The Cell Production System with an autonomous and decentralized organization, has challenges on how each cell integrates itself with other cells as well as, on how it manages itself autonomously. In this system each cell manages their operations and transactions with other departments or outsourcing companies. As operators' technical abilities grew by advancing job enlargement and job enrichment, they became able to propose ideas to match customer's needs or wants. For this purpose, various education to enhance operators' technical abilities were conducted. In a model cell they sought solutions of the challenges by repeating trials and errors. In each cell, adaptability was not obstructed by limited knowledge and information that cell has, and operators autonomously challenged new KAIZEN. At that time computer technology that were being widely used, affected cell production system. Integration of a cell with other cells, with other departments, and with outsourcing companies, enhanced merits by direct transactions, while avoided demerits through clear division of works and coordination by the factory manager. Integration of factory operators was advanced furthermore by enhancing "visualization (implementation of visual control)" and by changing jobs of staff.
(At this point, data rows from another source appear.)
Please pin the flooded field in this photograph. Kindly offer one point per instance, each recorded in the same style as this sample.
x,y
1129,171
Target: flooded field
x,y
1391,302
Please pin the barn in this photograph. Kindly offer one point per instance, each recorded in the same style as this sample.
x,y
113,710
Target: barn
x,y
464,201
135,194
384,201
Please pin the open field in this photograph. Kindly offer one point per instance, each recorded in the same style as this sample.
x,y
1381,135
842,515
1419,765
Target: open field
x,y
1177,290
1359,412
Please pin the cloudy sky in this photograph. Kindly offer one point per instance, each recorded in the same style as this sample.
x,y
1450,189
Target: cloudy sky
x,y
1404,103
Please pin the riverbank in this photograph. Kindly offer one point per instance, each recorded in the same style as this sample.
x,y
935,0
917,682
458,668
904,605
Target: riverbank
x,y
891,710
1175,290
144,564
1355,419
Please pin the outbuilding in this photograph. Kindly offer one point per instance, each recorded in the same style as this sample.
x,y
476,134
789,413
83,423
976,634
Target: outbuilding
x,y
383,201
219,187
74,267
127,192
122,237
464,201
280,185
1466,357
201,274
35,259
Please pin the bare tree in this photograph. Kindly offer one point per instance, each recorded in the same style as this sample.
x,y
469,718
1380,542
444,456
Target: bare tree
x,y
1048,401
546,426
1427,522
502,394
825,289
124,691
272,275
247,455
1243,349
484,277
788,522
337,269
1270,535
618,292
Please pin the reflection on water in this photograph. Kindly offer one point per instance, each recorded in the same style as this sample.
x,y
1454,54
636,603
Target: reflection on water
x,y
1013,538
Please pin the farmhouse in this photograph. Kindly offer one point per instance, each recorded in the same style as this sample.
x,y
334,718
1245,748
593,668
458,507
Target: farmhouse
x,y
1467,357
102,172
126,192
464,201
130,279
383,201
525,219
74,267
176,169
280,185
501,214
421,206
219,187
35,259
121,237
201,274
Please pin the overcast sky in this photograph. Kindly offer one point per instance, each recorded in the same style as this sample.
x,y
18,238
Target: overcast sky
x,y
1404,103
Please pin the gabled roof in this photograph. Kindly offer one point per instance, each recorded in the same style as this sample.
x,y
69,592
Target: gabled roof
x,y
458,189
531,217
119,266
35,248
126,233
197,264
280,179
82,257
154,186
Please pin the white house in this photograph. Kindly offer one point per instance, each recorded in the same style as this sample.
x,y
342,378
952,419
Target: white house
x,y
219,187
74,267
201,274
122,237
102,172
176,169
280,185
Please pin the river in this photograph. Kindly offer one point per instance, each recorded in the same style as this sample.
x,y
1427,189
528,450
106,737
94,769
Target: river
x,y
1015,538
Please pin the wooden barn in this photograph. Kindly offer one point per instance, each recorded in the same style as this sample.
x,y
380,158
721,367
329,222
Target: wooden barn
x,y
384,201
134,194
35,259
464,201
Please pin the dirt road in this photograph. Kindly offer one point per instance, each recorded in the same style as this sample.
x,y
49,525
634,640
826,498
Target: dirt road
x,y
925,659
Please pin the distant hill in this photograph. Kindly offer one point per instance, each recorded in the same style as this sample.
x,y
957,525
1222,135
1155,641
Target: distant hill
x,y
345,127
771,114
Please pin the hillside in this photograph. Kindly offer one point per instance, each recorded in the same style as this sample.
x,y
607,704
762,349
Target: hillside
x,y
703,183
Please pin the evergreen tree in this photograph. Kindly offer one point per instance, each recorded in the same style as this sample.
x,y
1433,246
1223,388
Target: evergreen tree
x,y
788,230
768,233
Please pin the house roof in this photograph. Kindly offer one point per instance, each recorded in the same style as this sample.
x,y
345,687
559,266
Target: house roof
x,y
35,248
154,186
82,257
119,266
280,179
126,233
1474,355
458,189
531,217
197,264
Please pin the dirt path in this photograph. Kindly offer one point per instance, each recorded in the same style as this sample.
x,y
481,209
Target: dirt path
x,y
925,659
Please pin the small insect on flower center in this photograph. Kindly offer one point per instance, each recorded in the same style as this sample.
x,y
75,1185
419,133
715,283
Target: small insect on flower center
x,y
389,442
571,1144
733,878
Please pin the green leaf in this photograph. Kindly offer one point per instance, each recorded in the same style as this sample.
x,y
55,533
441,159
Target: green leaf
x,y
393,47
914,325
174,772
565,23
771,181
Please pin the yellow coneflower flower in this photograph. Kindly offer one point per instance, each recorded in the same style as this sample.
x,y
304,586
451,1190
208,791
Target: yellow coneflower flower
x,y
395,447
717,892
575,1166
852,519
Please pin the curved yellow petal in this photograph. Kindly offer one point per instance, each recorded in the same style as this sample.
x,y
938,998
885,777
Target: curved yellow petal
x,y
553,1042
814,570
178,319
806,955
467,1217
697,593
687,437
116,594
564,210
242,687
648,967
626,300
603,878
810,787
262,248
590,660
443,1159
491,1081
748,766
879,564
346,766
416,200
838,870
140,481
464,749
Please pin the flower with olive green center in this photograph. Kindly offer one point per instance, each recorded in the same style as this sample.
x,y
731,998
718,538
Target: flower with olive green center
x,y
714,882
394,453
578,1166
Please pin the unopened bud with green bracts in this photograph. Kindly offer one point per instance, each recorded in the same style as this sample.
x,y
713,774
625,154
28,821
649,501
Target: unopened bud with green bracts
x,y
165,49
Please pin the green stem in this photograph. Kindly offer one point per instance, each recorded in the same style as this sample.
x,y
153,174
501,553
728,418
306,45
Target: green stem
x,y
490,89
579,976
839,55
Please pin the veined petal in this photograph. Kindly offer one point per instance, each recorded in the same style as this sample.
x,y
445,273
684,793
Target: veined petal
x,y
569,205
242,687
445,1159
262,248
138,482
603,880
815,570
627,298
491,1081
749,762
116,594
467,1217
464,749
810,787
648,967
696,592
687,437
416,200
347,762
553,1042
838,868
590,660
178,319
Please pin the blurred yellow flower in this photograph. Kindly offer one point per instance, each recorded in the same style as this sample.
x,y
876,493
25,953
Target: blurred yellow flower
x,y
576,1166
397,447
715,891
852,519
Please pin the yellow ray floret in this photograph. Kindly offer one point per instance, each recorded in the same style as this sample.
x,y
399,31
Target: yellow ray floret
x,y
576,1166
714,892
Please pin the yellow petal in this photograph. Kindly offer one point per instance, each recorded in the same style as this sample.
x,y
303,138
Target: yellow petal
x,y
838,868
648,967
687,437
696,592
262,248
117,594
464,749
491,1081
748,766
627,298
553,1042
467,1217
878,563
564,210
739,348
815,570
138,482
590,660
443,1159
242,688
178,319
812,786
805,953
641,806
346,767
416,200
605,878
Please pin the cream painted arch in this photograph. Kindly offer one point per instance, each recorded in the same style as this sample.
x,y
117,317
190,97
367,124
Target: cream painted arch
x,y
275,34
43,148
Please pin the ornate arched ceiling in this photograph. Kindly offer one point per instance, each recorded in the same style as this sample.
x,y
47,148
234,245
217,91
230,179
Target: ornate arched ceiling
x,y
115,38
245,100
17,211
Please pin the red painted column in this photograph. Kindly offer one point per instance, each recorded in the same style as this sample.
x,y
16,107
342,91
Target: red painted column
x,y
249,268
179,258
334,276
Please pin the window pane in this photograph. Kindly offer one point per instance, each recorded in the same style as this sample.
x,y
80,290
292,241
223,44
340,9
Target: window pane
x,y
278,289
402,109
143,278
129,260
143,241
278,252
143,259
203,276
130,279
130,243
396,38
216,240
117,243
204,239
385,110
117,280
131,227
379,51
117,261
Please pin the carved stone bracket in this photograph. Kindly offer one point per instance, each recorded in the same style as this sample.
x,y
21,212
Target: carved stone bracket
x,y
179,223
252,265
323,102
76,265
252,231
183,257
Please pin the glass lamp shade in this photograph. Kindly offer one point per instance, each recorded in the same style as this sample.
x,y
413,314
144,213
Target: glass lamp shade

In this factory employees noted again the principle of Toyota production systems that make excellent quality products at just-in-time. In the results they thought that this factory is better suited with "push system" and "hybrid system" rather than "pull system" of production. Concerning production lot, they made use of period lots for production to order. Concerning the number of operators and equipments they prepared capacity buffer for working flexibly. In this factory the trust relationship between top management and factory manager, factory manager and operators, gave good effects for the integration of cell production systems. In this way cell production systems of the case were constructed on the foundation of lean production systems. It seems that for a factory without any foundations of lean production system, it is difficult to construct these cell production systems as this factory developed.